В изданиях эстонского времени наблюдается разнобой. Так, в ранних эстонских изданиях «Creme des Violettes», «Вервэна», «Роса оранжевого часа», «Колокола собора чувств» псевдоним воспроизведён в авторском написании, а в берлинских изданиях того же периода и в поздних эстонских изданиях дефис в нем снова пропадает. Воспроизведу любопытный документ, адресованный в совет по присуждению ежегодной «Премии имени Игоря Северянина», учреждённой членами русской фракции Рийгикогу (Государственного собрания Эстонской Республики). Документ появился в связи с моим предложением писать псевдоним поэта в названии премии в его авторской, а не в издательской версии:
«О правописании псевдонима поэта И.Лотарева.

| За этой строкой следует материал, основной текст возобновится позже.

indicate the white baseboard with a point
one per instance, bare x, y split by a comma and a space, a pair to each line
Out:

Поэт в течение жизни писал свой литературный псевдоним как с дефисом (Игорь-Северянин), так и без него (Игорь Северянин). Последний вариант встречается чаще и применялся большей частью в более поздний период. Чаще этот вариант использовался также при оформлении произведений в печати самим поэтом. Написание псевдонима без дефиса между именем и фамилией-прозвищем наиболее удобно и гармонично с точки зрения норм русского языка. Пример при склонении: с дефисом — Игорь-Северяниным, Игорь-Северянина и т.д.; без дефиса — Игорем Северяниным, Игоря Северянина и т.д.
С учётом вышеизложенного представляется предпочтительным в написании имени поэта использовать вариант без дефиса: Игорь Северянин.
Приложение: Копия с первой страницы книжки стихов «Рояль Леандра», изданной самим автором в Бухаресте в 1935 году (поздний Северянин), с указанием имени-псевдонима без дефиса. На оттиске находится также факсимиле собственноручного посвящения автора своему знакомому Юрию Дмитриевичу Шумакову, что доказывает факт личной акцептации и применения правописания собственного псевдонима со стороны автора.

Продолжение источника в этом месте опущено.